Jobs that once required little to no digital skills are increasingly requiring workers to adopt them
into their day-to-day work tasks. Production outputs, resource needs and labour patterns are
perpetually changing, and these changes require new thinking on how we prepare Canadians for
the future of work.

This report offers a comprehensive look into how technology has impacted jobs and workers in the last 15 years. This information is designed to serve as a tool to understand the projected impact of technology on worker outcomes in Canada to ensure that we get the best and avoid the worst of technology-driven innovation."

Some key findings

"In the last 15 years, occupations associated with routine work saw the highest rates of digitalization. Jobs with the highest rates of digitalization were those that managed data, i.e., property managers, health information management, railway conductors, and scheduling coordinators.
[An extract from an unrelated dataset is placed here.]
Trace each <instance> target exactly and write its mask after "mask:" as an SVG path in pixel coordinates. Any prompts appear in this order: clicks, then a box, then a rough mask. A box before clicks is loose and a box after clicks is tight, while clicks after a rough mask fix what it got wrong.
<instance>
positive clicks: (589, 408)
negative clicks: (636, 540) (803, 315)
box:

In the last five years, however, jobs most associated with non-routine work are the top movers in digitalization. The top occupations identified were photographic and film processors, physicians, and engineering inspectors.
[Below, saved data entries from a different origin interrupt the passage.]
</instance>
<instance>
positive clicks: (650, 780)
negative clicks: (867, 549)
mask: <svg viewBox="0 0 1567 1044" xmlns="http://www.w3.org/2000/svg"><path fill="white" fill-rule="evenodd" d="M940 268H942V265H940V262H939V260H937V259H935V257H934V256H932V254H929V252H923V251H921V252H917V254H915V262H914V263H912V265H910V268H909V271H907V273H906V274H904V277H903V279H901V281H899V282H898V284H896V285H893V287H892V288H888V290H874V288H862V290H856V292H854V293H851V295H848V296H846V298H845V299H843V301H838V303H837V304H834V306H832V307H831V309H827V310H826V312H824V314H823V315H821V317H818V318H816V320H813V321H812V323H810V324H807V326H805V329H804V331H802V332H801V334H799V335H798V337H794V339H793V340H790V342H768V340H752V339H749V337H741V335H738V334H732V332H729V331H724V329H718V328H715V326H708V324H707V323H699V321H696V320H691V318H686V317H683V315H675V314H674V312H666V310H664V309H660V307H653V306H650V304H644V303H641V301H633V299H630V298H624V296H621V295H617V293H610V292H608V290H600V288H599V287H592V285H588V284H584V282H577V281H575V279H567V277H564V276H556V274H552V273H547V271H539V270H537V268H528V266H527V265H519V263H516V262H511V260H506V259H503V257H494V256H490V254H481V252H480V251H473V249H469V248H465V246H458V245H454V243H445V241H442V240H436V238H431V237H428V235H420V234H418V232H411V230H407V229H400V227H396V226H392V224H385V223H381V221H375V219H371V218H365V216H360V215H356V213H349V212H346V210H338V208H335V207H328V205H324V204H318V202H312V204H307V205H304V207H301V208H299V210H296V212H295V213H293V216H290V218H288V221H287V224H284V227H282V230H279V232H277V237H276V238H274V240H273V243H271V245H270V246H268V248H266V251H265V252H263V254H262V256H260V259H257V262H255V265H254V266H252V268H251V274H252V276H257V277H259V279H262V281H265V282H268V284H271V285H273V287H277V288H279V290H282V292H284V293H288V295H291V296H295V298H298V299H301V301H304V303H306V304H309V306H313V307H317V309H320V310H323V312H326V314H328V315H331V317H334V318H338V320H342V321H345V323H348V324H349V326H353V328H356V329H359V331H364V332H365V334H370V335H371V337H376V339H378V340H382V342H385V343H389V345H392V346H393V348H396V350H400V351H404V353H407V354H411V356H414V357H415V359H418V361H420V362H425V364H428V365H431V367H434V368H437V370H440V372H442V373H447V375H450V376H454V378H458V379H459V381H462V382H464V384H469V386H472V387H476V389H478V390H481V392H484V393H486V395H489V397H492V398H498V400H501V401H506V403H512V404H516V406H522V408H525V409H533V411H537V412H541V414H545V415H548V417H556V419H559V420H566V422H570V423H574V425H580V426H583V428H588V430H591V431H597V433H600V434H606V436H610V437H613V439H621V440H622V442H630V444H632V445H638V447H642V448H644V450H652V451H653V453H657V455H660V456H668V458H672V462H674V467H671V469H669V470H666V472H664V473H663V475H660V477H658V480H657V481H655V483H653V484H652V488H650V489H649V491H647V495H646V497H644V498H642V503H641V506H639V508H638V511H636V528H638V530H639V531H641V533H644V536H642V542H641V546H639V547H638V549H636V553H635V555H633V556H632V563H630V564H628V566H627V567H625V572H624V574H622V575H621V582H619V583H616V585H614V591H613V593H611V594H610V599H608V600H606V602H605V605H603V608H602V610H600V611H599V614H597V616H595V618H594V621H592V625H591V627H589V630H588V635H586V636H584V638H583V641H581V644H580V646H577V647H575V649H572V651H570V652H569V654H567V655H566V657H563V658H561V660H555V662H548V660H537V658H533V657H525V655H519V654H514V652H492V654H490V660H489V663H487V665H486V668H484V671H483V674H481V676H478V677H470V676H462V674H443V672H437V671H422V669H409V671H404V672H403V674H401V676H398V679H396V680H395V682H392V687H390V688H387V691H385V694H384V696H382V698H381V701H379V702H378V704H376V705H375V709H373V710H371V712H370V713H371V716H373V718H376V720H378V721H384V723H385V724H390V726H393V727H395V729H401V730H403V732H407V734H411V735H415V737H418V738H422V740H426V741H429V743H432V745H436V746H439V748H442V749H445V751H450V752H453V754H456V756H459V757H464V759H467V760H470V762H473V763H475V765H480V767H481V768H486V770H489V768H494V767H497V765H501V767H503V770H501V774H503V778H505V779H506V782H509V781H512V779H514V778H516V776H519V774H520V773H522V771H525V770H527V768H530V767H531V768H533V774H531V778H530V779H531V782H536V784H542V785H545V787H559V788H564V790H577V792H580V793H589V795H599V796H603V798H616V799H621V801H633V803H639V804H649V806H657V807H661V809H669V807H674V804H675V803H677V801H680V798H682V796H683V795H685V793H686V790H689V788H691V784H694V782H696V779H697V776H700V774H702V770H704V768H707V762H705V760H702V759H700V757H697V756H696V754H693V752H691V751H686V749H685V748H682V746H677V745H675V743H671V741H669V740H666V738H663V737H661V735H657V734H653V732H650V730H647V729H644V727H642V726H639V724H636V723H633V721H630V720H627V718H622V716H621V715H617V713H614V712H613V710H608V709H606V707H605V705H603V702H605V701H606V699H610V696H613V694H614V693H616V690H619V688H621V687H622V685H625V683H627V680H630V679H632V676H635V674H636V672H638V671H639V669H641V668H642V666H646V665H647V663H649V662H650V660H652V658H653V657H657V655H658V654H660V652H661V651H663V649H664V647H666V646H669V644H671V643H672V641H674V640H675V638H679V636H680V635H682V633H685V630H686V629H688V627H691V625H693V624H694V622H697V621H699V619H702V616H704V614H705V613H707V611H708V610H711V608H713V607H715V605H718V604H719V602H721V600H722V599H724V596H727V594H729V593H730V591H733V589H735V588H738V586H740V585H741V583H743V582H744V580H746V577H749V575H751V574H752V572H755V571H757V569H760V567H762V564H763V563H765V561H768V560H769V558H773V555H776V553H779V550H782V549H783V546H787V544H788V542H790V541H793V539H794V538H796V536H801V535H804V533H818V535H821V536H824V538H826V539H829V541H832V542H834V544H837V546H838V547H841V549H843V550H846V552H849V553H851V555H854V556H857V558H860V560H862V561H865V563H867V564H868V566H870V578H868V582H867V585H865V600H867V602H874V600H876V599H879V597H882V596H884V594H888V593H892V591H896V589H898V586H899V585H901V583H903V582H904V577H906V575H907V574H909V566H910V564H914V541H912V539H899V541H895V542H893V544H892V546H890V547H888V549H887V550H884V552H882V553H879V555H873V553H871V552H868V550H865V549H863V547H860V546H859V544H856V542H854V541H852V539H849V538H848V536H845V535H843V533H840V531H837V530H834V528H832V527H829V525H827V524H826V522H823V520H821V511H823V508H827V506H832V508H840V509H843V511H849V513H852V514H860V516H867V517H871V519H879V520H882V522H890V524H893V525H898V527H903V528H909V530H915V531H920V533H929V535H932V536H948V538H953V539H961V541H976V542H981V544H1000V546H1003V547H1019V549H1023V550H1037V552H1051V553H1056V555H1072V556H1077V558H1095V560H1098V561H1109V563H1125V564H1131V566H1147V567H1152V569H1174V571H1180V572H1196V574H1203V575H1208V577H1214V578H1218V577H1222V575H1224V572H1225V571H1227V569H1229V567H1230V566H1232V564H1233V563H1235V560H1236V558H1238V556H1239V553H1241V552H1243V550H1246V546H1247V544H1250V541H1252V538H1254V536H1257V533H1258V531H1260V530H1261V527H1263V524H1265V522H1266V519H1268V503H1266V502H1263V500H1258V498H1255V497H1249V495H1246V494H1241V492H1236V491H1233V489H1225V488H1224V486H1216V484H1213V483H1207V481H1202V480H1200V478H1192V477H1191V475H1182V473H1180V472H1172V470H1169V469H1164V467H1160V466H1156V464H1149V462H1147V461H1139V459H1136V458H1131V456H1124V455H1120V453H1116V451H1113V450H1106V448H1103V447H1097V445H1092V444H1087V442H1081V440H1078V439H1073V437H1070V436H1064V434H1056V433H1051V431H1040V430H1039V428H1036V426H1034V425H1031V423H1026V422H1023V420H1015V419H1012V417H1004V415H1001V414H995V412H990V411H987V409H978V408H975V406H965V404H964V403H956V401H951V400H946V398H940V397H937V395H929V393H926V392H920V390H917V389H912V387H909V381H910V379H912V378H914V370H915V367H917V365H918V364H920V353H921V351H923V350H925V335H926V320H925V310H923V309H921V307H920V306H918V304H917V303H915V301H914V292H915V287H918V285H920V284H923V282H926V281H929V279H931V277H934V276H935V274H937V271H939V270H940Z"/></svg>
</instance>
Digital technologies assist workers with carrying out work requiring a high level of reasoning and analytical skills. Workers who used technology to perform routine tasks saw more independence and autonomy in how they carried out their work, leaving them to focus on tasks that required more analytical thinking and higher reasoning.

Pilots and translators were leading occupations for digital adoption between 2006 to 2016. During the 2016 to 2021 period, however, their pace of digitalization fell so significantly that compared to other occupations across the total (15 year) period examined, they present as digital adoption laggards.

Digital skills in highest demand are constantly changing over the years, which has implications for worker training and risks of hyper-specialization. Malleability, critical thinking, and general knowledge across skills are vital to ensuring workers can adapt to the jobs of tomorrow."

 

Summary

This report chronicles the digitization of work over the last 15 years by examining the rise of digital skills through job classification frameworks.